Había una vez un niño pequeño que quería conocer a Dios. Como sabía que el viaje hasta Su casa sería largo, puso en la mochila varios paquetes de galletas, y una botella de gaseosa. Así inició la marcha.
Después de caminar un rato entró en el parque, vio a una anciana que estaba sentada en un banco, bajo un gran árbol, contemplando a algunos pajaritos. El niño se sentó junto a ella y abrió la mochila. Cuando iba a tomar un sorbo de gaseosa, se dio cuenta de que ella quizás tenía hambre, por lo que le ofreció una galleta. Ella se la aceptó con gratitud, sonriente. Su sonrisa era tan bella que, por verla otra vez, el niño le ofreció un poco de gaseosa. La anciana volvió a sonreír. ¡El niño estaba encantado!
Toda la tarde estuvieron allí, comiendo, sonrientes, sin decir palabra.
Al oscurecer, el niño, sintiéndose cansado, se levantó para irse, pero apenas hubo andado unos pasos giró en redondo y corrió hacia la anciana para darle un abrazo. Ella le dedicó la mejor de sus sonrisas.
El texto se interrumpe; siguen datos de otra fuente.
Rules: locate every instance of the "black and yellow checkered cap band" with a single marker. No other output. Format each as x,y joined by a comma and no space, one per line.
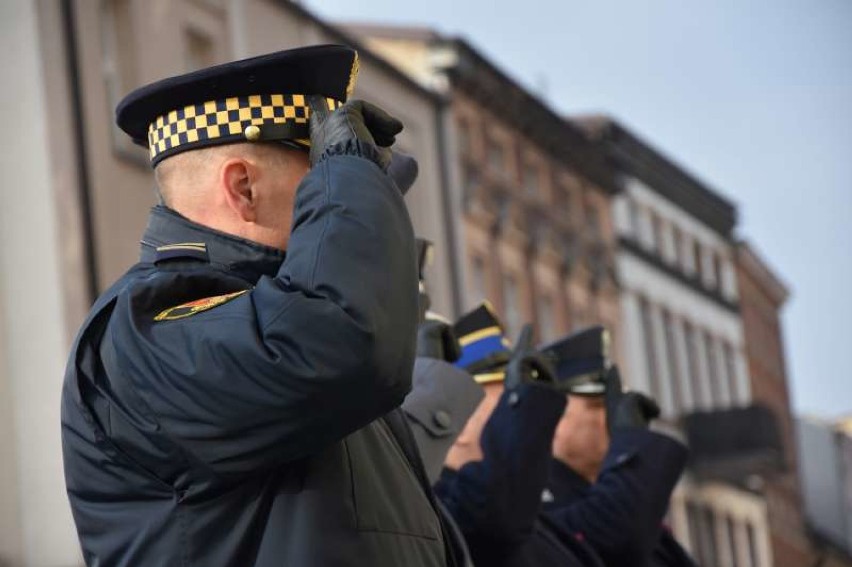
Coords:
244,118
Poco después, cuando atravesó la puerta de su casa, la madre se mostró sorprendida ante la expresión de felicidad del niño. - ¿Qué has hecho hoy que te sientes tan feliz? -le preguntó. - Merendé con la Madre Divina. Antes de que su madre pudiera replicar, el niño agregó: - ¿Sabes una cosa? ¡Ella tiene la sonrisa más bella que puedas imaginar! |
Entretanto, la anciana también había regresado a su casa, radiante de alegría. Llena de asombro por la paz que irradiaba el niño. Su hijo le preguntó:
-Madre, ¿qué has hecho hoy que pareces tan feliz?
-Comí galletas y bebí gaseosa con Dios, en el parque. Y antes de que su hijo le respondiera, agregó:
- ¿Sabes?, ¡hijo mío, es mucho más joven de lo que yo esperaba!